Exercise 1: Pascal’s Triangle

The following pattern of numbers is called Pascal’s triangle.

The numbers at the edge of the triangle are all 1, and each number inside the triangle is the sum of the two numbers above it. Write a function that computes the elements of Pascal’s triangle by means of a recursive process.

Do this exercise by implementing the pascal function in Main.scala, which takes a column c and a row r, counting from 0 and returns the number at that spot in the triangle. For example, pascal(0,2)=1,pascal(1,2)=2 and pascal(1,3)=3.

def Pascal（c: Int, r: Int）: Int

    def pascal(c: Int, r: Int): Int = {
      if(c==r||c==0)
        1
      else
        pascal(c - 1, r - 1) + pascal(c, r - 1)
  }

Exercise 2: Parentheses Balancing

Write a recursive function which verifies the balancing of parentheses in a string, which we represent as a List[Char] not a String. For example, the function should return true for the following strings:

(if (zero? x) max (/ 1 x))
I told him (that it’s not (yet) done). (But he wasn’t listening)

The function should return false for the following strings:

:-)
())(

The last example shows that it’s not enough to verify that a string contains the same number of opening and closing parentheses.

Do this exercise by implementing the balance function in Main.scala. Its signature is as follows:

def balance(chars: List[Char]): Boolean

There are three methods on List[Char] that are useful for this exercise:

chars.isEmpty: Boolean returns whether a list is empty
chars.head: Char returns the first element of the list
chars.tail: List[Char] returns the list without the first element

Hint: you can define an inner function if you need to pass extra parameters to your function.

Testing: You can use the toList method to convert from a String to aList[Char]: e.g. "(just an) example".toList.
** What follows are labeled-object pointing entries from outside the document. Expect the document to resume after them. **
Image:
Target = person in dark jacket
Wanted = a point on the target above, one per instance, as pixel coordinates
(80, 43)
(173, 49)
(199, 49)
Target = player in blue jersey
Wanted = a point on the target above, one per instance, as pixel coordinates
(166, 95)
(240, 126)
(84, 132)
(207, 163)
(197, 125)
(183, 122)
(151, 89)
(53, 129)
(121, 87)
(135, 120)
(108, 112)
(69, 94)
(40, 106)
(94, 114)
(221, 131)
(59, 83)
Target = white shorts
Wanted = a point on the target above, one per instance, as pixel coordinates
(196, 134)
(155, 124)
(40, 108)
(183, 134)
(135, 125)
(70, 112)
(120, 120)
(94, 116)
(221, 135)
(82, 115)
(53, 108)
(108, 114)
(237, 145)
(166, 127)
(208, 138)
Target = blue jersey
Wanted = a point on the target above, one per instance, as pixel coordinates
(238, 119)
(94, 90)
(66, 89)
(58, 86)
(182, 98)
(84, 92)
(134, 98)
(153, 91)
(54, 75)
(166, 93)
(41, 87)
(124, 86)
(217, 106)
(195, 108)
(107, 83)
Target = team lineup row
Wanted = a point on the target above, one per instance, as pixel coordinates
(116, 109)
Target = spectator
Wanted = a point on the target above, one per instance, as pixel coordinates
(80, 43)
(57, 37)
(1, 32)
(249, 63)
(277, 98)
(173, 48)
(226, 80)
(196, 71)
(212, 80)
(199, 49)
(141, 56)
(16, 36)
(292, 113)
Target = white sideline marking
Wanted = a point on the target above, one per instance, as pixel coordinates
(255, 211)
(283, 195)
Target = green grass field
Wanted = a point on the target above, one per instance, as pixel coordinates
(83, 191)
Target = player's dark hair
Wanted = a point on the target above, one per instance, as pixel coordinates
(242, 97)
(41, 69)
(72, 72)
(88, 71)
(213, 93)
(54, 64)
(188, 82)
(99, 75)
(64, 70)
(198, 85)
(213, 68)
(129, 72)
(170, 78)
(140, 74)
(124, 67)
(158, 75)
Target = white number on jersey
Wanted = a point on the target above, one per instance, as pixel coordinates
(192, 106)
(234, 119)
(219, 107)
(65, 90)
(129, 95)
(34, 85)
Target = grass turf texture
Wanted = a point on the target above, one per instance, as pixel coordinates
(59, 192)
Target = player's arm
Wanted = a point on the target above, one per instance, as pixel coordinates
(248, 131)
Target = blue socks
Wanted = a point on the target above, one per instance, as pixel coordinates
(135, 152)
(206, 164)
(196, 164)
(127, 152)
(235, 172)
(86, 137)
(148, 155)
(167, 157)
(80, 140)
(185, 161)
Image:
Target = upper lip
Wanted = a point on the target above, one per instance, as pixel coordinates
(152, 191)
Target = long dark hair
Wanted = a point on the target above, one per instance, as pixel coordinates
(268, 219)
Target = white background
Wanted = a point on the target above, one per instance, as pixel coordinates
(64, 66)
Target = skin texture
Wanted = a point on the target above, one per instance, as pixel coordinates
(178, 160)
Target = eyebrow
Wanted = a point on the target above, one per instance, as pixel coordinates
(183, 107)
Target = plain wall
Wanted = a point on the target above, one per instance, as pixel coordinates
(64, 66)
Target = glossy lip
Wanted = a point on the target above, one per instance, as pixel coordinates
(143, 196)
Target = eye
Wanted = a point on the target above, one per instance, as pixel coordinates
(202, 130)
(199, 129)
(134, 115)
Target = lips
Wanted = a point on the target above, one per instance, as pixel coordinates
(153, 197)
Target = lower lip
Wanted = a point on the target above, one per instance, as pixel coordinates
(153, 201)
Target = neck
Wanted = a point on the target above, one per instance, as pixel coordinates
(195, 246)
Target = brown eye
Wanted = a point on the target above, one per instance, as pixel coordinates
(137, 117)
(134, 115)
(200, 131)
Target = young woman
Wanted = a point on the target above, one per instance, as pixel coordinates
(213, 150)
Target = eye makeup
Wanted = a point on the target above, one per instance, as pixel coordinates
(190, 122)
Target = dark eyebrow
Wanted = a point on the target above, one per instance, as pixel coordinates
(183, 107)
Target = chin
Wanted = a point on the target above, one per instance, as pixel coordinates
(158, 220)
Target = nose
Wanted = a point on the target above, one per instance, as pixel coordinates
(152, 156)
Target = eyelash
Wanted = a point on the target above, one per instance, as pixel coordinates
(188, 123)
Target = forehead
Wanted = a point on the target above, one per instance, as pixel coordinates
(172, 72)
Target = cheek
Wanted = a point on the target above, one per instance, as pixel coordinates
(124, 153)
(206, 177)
    def balance(chars: List[Char]): Boolean = {
      def balanced(chars: List[Char], open: Int): Boolean = {
        if (chars.isEmpty) open == 0
        else if (chars.head == '(') balanced(chars.tail,open+1)
        else if (chars.head == ')') open>0 && balanced(chars.tail,open-1)
        else balanced(chars.tail,open)
      }
      balanced(chars,0)
    }

Exercise 3: Counting Change

Write a recursive function that counts how many different ways you can make change for an amount, given a list of coin denominations. For example, there are 3 ways to give change for 4 if you have coins with denomination 1 and 2: 1+1+1+1, 1+1+2, 2+2.

Do this exercise by implementing the countChange function inMain.scala. This function takes an amount to change, and a list of unique denominations for the coins. Its signature is as follows:

def countChange(money: Int, coins: List[Int]): Int

Once again, you can make use of functions isEmpty, head and tail on the list of integers coins.

Hint: Think of the degenerate cases. How many ways can you give change for 0 CHF(swiss money)? How many ways can you give change for >0 CHF, if you have no coins?

    def countChange(money: Int, coins: List[Int]): Int = {
      if(money == 0)
        1
      else if(money > 0 && !coins.isEmpty)
        countChange(money - coins.head, coins) + countChange(money, coins.tail)
      else
        0
    }